PROC RANK in SAS to Calculate Rankings
PROC RANK in SAS to Calculate Rankings, PROC RANK in SAS is a versatile tool that allows you to rank one or more numeric variables in a dataset.
PROC RANK in SAS to Calculate Rankings
Below are four common methods of using PROC RANK.
Method 1: Rank One Variable
To rank a single variable, you can use the following syntax:
proc rank data=original_data out=ranked_data;
var var1;
ranks var1_rank;
run;
Method 2: Rank One Variable by Group
If you want to rank a variable but group your data by another variable, you can modify the syntax like this:
proc rank data=original_data out=ranked_data;
var var1;
by var2;
ranks var1_rank;
run;
Method 3: Rank One Variable into Percentiles
To create percentile rankings, you can use the groups
option, which allows you to split your data into a specified number of groups:
proc rank data=original_data groups=4 out=ranked_data;
var var1;
ranks var1_rank;
run;
Method 4: Rank Multiple Variables
You can also rank multiple variables simultaneously by specifying them within the var
statement:
proc rank data=original_data out=ranked_data;
var var1 var2;
ranks var1_rank var2_rank;
run;
Example Dataset
Let’s illustrate these methods with the following dataset representing basketball teams and their statistics:
/* Create dataset */
data original_data;
input team $ points rebounds;
datalines;
A 25 10
A 18 4
A 18 7
A 24 8
B 27 9
B 33 13
B 31 11
B 30 16
;
run;
/* View dataset */
proc print data=original_data;
run;
Example 1: Rank One Variable
Here is how to create a new variable named points_rank
, which ranks the points scored by each team:
/* Rank points scored by team */
proc rank data=original_data out=ranked_data;
var points;
ranks points_rank;
run;
/* View ranks */
proc print data=ranked_data;
run;
In this case, the highest points will receive the highest rank, while the lowest points will receive the lowest rank.

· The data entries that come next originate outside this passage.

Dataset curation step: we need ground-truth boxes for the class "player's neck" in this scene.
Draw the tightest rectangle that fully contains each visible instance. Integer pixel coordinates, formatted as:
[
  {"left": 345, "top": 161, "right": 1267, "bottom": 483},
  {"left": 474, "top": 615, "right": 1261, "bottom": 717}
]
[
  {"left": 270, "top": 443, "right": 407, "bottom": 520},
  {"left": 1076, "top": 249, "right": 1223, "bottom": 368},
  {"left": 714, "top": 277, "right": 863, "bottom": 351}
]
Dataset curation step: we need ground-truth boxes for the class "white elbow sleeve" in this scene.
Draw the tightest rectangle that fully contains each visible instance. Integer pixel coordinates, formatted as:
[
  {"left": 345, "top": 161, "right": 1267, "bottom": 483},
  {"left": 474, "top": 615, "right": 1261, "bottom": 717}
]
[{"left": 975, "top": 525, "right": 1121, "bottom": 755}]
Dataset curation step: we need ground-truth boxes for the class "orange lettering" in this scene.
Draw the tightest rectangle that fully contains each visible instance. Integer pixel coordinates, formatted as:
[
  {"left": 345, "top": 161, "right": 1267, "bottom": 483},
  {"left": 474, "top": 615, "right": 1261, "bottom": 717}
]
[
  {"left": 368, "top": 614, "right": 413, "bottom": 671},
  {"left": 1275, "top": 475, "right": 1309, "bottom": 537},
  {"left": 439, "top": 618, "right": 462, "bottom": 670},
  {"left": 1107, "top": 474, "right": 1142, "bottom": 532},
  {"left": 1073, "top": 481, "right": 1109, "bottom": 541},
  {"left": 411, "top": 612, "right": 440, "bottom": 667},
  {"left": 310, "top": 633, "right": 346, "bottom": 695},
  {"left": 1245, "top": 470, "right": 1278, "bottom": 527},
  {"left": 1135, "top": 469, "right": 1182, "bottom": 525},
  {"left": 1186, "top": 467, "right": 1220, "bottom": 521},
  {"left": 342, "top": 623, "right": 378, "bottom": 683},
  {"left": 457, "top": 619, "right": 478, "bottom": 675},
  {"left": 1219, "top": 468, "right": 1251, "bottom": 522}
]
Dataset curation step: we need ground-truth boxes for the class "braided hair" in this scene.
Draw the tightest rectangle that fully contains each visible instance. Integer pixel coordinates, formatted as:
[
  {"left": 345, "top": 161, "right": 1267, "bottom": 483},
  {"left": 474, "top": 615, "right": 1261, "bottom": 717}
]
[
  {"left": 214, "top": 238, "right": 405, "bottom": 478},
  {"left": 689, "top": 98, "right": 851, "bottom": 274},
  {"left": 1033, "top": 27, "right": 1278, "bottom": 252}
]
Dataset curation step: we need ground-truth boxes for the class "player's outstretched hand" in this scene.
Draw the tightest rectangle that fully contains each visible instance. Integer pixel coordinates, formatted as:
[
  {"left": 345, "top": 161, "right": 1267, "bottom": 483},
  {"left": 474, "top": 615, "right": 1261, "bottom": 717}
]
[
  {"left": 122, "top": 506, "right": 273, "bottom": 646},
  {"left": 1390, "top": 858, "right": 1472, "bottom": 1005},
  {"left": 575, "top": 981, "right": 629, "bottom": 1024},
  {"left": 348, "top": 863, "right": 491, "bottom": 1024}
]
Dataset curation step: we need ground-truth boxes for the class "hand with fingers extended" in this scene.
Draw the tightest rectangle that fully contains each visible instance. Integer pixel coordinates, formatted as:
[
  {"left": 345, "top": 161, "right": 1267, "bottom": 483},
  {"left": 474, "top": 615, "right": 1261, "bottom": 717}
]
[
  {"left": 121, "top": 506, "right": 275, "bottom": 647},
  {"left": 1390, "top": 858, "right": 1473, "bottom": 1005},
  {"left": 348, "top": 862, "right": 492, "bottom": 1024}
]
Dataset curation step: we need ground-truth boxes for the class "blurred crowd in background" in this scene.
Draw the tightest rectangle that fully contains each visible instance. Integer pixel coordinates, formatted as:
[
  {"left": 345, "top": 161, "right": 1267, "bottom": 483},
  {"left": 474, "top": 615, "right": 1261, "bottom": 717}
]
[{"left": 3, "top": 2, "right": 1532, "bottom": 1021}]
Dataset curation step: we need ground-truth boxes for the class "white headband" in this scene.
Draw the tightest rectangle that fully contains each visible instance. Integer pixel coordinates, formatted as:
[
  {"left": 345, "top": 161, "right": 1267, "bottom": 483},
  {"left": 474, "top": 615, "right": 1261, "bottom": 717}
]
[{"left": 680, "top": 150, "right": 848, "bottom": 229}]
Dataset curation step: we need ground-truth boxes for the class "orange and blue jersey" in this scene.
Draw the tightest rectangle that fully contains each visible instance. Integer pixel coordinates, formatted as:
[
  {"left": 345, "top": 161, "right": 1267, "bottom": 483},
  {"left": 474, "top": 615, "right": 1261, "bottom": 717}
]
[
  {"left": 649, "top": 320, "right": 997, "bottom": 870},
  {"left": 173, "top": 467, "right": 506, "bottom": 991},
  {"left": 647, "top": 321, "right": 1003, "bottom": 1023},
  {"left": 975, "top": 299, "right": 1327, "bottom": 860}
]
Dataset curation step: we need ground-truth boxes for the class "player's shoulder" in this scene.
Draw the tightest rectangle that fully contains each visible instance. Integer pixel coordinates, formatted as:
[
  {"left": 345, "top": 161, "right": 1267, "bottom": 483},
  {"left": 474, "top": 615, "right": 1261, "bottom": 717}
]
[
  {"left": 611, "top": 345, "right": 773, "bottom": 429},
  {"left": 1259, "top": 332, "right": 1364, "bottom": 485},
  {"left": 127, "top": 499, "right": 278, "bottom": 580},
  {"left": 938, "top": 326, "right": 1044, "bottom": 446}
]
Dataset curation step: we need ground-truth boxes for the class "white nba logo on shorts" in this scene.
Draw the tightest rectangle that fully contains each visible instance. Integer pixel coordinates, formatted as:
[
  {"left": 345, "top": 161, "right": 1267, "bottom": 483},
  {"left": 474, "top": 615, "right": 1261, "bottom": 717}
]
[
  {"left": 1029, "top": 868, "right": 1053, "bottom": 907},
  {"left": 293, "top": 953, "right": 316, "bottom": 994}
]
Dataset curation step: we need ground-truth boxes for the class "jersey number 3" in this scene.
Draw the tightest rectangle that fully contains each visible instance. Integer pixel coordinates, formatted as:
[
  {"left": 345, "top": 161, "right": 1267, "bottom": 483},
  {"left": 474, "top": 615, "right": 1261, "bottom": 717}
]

Ties in scores will receive the average rank; for example, if two teams are tied for the lowest points, both will receive a rank of 1.5.
You can also rank in descending order to assign the lowest rank to the team with the most points:
/* Rank points scored by team in descending order */
proc rank data=original_data descending out=ranked_data;
var points;
ranks points_rank;
run;
/* View ranks */
proc print data=ranked_data;
run;
Example 2: Rank One Variable by Group
To rank the points scored within each team group, you can use the following code:
/* Rank points scored, grouped by team */
proc rank data=original_data out=ranked_data;
var points;
by team;
ranks points_rank;
run;
/* View ranks */
proc print data=ranked_data;
run;
Example 3: Rank One Variable into Percentiles
You can rank the points into quartiles using the groups
option:
/* Rank points into quartiles */
proc rank data=original_data groups=4 out=ranked_data;
var points;
ranks points_rank;
run;
/* View ranks */
proc print data=ranked_data;
run;
In this output, scores in the lowest quartile will be ranked 0, while those in the next quartile will be assigned a rank of 1, and so forth. If you wish to divide the data into deciles, you would simply use groups=10
.
Example 4: Rank Multiple Variables
To rank both points and rebounds simultaneously, you can use the following code:
/* Rank both points and rebounds */
proc rank data=original_data out=ranked_data;
var points rebounds;
ranks points_rank rebounds_rank;
run;
/* View ranks */
proc print data=ranked_data;
run;
Conclusion
PROC RANK is an effective procedure in SAS for ranking numeric variables, whether you need to rank a single variable, rank by group, categorize into percentile groups, or rank multiple variables at once.
These methods allow for flexible data analysis in various contexts.
Explore these functionalities further to enhance your data reporting and analysis capabilities.